Emi leans over the side of her chair to show me the map. It seems pretty standard. Nothing jumps out at me right away. A stillness settles between us as I feel my energy draining away. The day has taken its toll, as have the clues. When I glance over at Emi, her eyelids are fluttering, fighting to stay open.

Ten minutes tick by in the upper corner of Emi's phone screen. It's only nine p.m., and I normally stay up much later, but I think we're both slowing down, Emi especially.
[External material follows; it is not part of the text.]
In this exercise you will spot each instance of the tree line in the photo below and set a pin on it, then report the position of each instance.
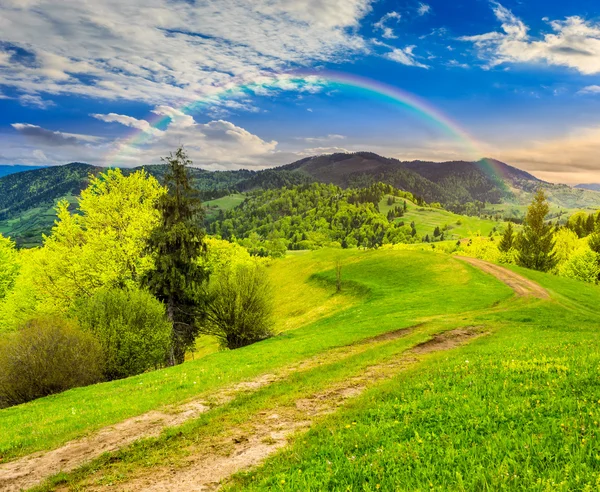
(124, 285)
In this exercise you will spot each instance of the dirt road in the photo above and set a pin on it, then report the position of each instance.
(522, 286)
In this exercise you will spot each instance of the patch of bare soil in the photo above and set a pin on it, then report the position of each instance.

"Are you getting tired?" I ask at last.

"Uh-uh." Emi's hand drifts to her mouth as it stretches into a yawn.

I can hear the fatigue in her voice. She tips her cup back to finish the remaining drops of her tea. Though we made leaps of progress, our clue-deciphering is rolling to a stop. Emi also needs her sleep. I'm pretty sure she still has a private lesson scheduled for tomorrow morning.

"I think I'm going to cash in for tonight," I say. I stretch my arms overhead, feigning a yawn. "It's been a long day."

Emi yawns, a real one again. "Perhaps you're right. We can finish this tomorrow. Might also give us a fresh—" Her jaws stretch, swallowing her final word. "Perspective."

Gently, I draw the music from her hands and start for my bedroom. When I glance over my shoulder, I don't see her stirring from her chair.